30. On the DC Transfer, DC will dispose of a one-half interest in the Subject Land at its fair market value to each of TC1 Sub and TC2 Sub. The amount by which the fair market value of the Subject Land exceeds its cost will be reported by DC as income.
31. DC will jointly elect with TC1 Sub and TC2 Sub, as the case may be, in prescribed form within the time limit referred to in subsection 85(6), to have the provisions of subsection 85(1) apply to the transfer of each eligible property by DC to TC1 Sub or TC2 Sub. The agreed amount in respect of each eligible property so transferred will not be greater than the FMV of such property nor will it be less than the FMV, at the time of disposition, of the consideration therefor other than shares of the capital stock of TC1 Sub or TC2 Sub, as the case may be. In addition, the amount of the liabilities of DC assumed by TC1 Sub or TC2 Sub, as the case may be, which are allocated to a particular eligible property that is subject to an election under subsection 85(1), will not exceed the agreed amount for that particular property.
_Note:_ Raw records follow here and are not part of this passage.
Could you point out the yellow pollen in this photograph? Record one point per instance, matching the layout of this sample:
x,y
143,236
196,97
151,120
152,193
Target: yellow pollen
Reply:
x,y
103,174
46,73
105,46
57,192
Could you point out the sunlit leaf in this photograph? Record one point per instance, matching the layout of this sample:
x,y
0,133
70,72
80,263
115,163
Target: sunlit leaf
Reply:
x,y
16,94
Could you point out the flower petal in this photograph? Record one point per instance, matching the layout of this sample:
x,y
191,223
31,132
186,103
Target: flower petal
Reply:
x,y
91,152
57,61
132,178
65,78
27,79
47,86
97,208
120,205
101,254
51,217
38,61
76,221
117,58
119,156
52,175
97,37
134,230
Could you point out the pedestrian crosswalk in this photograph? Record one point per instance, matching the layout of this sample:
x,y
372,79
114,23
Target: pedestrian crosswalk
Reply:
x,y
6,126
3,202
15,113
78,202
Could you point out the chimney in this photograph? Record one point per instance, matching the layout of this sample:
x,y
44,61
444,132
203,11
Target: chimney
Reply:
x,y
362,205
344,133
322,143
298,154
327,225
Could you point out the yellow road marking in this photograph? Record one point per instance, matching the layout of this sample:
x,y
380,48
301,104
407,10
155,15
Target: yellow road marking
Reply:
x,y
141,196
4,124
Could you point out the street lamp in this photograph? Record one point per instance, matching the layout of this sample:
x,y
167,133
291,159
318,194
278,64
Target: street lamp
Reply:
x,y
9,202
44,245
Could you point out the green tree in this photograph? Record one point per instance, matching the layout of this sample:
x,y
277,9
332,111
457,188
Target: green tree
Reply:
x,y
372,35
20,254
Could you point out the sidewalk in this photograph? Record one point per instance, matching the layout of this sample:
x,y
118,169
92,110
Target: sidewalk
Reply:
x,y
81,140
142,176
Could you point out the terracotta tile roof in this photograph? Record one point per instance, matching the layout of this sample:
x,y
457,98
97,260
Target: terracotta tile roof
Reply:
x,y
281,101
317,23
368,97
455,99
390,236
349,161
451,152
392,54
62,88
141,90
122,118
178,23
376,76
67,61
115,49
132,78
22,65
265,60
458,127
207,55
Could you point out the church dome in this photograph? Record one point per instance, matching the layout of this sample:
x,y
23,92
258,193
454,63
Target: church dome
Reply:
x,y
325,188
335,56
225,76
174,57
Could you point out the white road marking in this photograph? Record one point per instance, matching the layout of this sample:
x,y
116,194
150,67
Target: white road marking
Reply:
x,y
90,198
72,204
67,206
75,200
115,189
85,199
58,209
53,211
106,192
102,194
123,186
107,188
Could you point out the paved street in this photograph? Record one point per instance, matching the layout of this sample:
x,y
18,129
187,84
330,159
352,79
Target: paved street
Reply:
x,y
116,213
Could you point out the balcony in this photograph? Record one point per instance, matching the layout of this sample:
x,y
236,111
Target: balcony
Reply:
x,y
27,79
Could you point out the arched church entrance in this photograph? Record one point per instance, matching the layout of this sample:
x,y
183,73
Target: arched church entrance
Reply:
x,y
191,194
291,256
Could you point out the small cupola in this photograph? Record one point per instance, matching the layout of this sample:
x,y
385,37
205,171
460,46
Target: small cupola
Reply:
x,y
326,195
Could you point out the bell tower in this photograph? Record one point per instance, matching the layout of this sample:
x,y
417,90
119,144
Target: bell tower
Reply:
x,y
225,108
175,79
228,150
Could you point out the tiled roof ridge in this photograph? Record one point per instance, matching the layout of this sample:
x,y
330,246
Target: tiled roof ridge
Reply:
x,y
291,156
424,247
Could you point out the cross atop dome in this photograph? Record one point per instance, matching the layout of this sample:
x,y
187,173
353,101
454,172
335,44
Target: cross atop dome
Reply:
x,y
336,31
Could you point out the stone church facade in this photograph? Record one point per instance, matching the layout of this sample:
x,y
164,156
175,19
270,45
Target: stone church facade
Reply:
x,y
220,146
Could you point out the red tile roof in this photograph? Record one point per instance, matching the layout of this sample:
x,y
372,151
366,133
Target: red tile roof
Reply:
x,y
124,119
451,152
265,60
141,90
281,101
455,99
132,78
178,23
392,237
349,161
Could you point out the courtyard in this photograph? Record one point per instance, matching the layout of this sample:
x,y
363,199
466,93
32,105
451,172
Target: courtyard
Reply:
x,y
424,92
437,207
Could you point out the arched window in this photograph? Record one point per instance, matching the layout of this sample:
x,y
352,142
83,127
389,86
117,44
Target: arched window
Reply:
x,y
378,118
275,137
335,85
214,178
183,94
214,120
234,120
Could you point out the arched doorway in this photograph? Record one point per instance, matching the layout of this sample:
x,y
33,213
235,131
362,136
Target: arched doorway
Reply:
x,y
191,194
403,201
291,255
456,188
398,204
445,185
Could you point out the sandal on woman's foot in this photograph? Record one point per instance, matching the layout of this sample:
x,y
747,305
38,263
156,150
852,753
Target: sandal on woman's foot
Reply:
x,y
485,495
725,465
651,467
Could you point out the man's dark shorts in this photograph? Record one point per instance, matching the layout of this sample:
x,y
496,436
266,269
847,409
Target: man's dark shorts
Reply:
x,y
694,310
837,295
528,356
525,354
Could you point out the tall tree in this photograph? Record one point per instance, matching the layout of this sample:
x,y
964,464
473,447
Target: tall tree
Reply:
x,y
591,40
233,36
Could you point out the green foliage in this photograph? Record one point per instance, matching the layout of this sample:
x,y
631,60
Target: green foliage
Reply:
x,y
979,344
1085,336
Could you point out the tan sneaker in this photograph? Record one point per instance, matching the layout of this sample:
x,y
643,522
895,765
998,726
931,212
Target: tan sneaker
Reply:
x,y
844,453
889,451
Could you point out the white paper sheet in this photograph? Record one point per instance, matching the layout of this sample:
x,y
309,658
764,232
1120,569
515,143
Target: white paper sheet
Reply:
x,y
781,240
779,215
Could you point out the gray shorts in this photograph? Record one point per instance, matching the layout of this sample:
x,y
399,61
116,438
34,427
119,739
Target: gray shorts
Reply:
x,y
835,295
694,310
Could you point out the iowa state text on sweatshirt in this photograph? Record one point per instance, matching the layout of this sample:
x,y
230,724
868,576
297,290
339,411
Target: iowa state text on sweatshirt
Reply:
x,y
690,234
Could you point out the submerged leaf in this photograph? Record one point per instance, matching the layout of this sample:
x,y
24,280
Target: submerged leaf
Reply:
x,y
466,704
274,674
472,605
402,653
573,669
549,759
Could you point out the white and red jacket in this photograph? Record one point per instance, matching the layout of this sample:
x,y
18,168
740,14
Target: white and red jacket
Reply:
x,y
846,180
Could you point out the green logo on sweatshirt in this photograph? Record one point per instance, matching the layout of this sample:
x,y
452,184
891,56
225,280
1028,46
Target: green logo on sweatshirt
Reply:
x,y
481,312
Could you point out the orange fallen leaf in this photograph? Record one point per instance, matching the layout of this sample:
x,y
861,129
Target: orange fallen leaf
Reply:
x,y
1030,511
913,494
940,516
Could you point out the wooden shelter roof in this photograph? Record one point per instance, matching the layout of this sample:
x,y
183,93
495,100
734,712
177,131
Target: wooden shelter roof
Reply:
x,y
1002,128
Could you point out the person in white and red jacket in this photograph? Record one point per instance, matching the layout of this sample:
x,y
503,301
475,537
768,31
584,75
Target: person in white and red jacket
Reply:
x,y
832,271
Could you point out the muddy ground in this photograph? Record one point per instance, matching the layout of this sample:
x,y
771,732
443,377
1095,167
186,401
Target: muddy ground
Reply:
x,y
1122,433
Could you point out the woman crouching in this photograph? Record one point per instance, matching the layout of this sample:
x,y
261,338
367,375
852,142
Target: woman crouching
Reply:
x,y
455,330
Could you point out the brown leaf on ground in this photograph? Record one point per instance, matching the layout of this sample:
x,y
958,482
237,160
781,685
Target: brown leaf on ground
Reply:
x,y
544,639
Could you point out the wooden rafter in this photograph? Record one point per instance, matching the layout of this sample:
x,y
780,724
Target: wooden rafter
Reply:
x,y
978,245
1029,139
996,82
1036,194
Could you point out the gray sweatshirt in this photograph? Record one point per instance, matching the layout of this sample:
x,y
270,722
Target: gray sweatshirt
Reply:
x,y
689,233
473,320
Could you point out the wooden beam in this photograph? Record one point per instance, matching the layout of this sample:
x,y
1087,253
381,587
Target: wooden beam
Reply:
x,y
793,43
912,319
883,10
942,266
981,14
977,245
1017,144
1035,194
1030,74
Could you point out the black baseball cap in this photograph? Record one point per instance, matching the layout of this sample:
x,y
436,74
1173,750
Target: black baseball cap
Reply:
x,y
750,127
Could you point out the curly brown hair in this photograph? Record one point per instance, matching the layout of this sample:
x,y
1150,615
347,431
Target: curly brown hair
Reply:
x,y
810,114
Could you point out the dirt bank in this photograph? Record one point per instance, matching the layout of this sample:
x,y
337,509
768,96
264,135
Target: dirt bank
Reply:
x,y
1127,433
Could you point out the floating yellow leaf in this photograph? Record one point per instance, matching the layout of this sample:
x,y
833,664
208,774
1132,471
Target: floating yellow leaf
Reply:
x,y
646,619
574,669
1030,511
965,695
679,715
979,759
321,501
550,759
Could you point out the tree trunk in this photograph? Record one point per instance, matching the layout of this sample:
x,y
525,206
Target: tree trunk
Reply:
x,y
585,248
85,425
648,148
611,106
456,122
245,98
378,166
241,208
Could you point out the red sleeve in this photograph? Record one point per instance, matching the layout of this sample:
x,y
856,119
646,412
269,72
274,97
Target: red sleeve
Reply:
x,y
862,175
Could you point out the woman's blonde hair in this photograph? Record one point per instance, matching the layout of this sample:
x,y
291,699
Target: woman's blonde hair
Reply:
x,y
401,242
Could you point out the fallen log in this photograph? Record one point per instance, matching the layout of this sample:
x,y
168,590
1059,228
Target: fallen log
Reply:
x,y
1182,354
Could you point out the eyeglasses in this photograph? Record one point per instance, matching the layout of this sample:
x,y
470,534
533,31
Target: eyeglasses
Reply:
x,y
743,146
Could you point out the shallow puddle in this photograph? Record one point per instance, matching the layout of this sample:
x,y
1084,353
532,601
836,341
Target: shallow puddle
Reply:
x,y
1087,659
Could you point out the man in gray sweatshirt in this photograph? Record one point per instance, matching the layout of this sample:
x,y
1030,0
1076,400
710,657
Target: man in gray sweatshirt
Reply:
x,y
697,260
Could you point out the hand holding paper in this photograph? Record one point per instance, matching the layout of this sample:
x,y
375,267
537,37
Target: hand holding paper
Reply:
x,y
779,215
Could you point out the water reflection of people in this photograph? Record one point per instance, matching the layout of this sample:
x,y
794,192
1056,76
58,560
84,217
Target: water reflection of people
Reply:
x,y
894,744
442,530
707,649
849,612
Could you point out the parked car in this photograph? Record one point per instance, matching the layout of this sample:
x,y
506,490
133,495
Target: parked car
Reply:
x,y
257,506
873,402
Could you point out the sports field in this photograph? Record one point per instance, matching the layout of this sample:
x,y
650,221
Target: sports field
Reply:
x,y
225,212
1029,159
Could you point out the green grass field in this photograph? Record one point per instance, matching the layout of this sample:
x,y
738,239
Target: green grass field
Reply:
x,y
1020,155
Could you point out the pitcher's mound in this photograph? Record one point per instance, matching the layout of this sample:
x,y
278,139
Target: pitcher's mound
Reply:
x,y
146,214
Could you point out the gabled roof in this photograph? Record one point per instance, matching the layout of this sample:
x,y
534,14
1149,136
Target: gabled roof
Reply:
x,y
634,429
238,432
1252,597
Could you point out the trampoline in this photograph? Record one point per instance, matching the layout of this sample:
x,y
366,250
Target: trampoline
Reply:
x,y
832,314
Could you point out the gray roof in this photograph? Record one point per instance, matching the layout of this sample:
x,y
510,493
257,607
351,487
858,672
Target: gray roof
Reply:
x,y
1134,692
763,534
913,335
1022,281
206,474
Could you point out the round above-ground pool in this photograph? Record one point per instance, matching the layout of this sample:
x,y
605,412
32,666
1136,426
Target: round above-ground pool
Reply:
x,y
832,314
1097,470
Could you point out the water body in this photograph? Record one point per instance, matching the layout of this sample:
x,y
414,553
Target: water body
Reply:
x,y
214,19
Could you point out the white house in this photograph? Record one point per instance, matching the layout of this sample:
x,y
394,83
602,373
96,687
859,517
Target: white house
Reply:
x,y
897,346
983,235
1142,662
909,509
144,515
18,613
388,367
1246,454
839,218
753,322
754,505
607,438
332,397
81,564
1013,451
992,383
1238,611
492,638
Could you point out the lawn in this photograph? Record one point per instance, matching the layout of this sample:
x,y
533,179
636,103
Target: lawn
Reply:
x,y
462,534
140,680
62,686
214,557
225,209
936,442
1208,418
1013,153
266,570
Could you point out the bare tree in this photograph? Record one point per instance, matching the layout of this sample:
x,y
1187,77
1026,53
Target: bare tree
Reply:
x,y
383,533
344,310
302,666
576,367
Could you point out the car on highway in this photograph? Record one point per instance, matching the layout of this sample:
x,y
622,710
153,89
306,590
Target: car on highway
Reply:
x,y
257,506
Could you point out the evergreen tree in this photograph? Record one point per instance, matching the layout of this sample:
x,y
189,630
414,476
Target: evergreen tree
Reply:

32. For greater certainty, the agreed amount in respect of each such eligible property will not be:
(a) in the case of capital property (other than depreciable property of a prescribed class), an amount that is less than the lesser of the amounts described in subparagraphs 85(1)(c.1)(i) and (ii); and
(b) in the case of depreciable property of a prescribed class, an amount that is less than the least of the amounts described in subparagraphs 85(1)(e)(i), (ii) and (iii).
33. Each of TC1 Sub and TC2 Sub, as the case may be, will add to its respective stated capital account for the Butterfly Shares, an amount equal to the aggregate of (a) the agreed amounts, in the case of each eligible property transferred to such TC Sub, less (b) the aggregate amount of DCs liabilities assumed by such TC Sub as described in Paragraph 29(a). For greater certainty, the amount to be added to the stated capital account of each of TC1 Sub and TC2 Sub for the Butterfly Shares issued as partial consideration for the property transferred to it on the DC Transfer will not exceed the maximum amount that could be added to the PUC (stated capital) of such shares without a reduction taking place pursuant to subsection 85(2.1).
Redemption of TC1 Sub Butterfly Shares and TC2 Sub Butterfly Shares
34. TC1 will redeem all of the issued TC1 Sub Butterfly Shares owned by DC for an amount equal to the aggregate redemption amount of such shares. As consideration therefor, TC1 Sub will issue the TC1 Sub Redemption Note to DC, which will have a principal amount and FMV equal to the aggregate redemption amount of the TC1 Sub Butterfly Shares so redeemed. DC will accept the TC1 Sub Redemption Note as payment in full for the TC1 Sub Butterfly Shares so redeemed.
35. Simultaneously with the redemption described in Paragraph 34, TC2 Sub will redeem all of the issued TC2 Sub Butterfly Shares owned by DC for an amount equal to the aggregate redemption amount of such shares. As consideration therefor, TC2 Sub will issue the TC2 Sub Redemption Note to DC, which will have a principal amount and FMV equal to the aggregate redemption amount of the TC2 Sub Butterfly Shares so redeemed. DC will accept the TC2 Sub Redemption Note as payment in full for the TC2 Sub Butterfly Shares so redeemed.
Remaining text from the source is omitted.